I need a systematic proof (step-by-step). Thanks a whole bunch!
2007-08-12 04:30:17 · 4 answers · asked by Arch-RF d 1 in Science & Mathematics ➔ Mathematics
x + y = xy ==> x = xy - y ==> x = y (x - 1) ==> y = x / (x - 1). So y evaluates to a real value for any x except x = 1, because x = 1 gives a denominator of x - 1 = 1 - 1 = 0, and we cannot divide by zero.

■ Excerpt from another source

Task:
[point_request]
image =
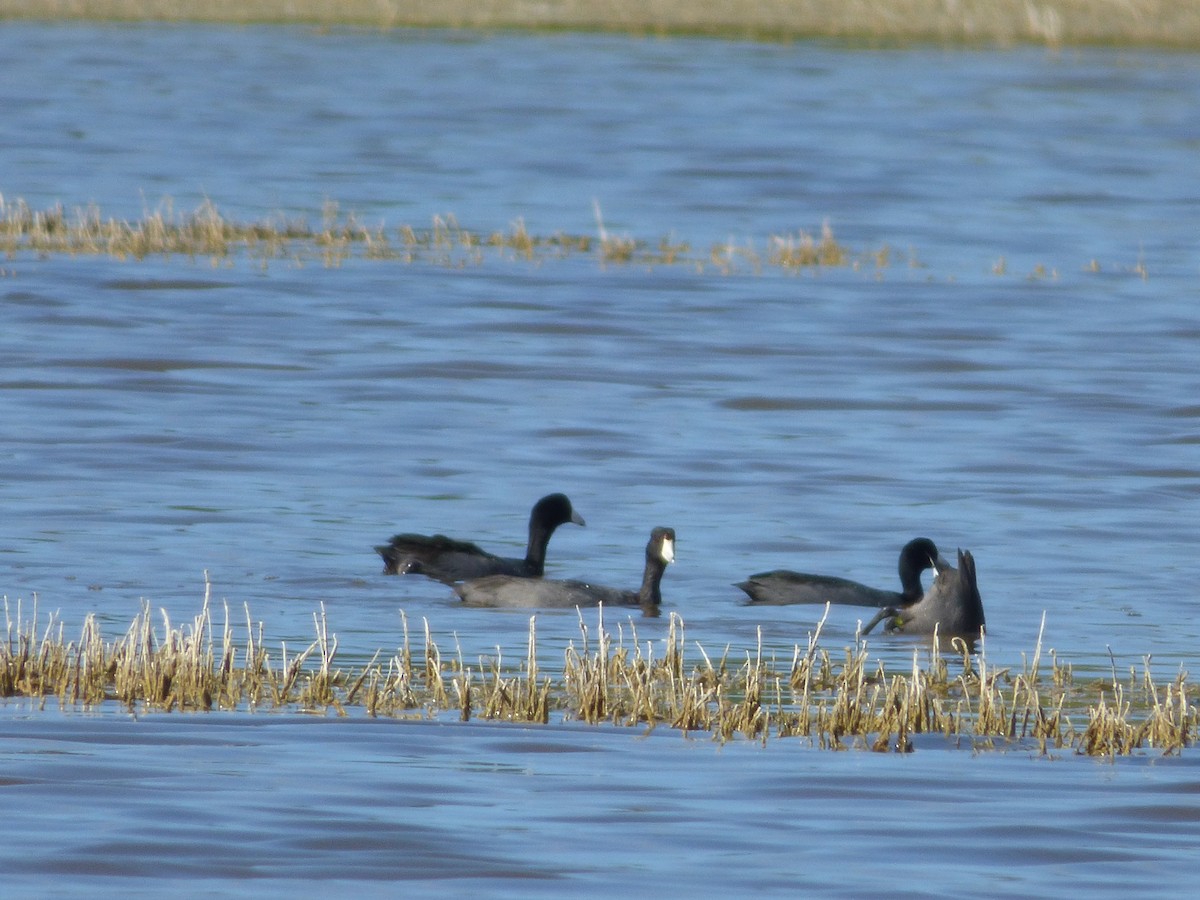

2007-08-12 04:39:03 · answer #1 · answered by DavidK93 7 · 2⤊ 0⤋
For the 2d assume that F(x) is a polynomial with optimal skill n. F(F(x)) will comprise skill 2n and so the equation F(F(x)) = 6x - F(x) can't be an identity different than n = a million. enable F(x) = ax + b ----> F(F(x)) = a(ax + b) + b = (a^2)x + ab + b F(F(x)) = 6x - F(x) ----> (a^2)x + ab + b = 6x - ax - b (a^2 + a - 6)x + (a + 2)b = 0 For this to be an identity we want a^2 + a - 6 = 0 and (a + 2)b = 0 the 1st factors a = 2 or -3, the 2d factors a = -2 or b = 0. y = -3x does no longer be effective for effective x so a = 2, b = 0 is the sole answer. So y = 2x is the sole answer IF F(x) is a polynomial. i think of of that by connection with skill series all distinctive purposes are eradicated yet i'm unsure.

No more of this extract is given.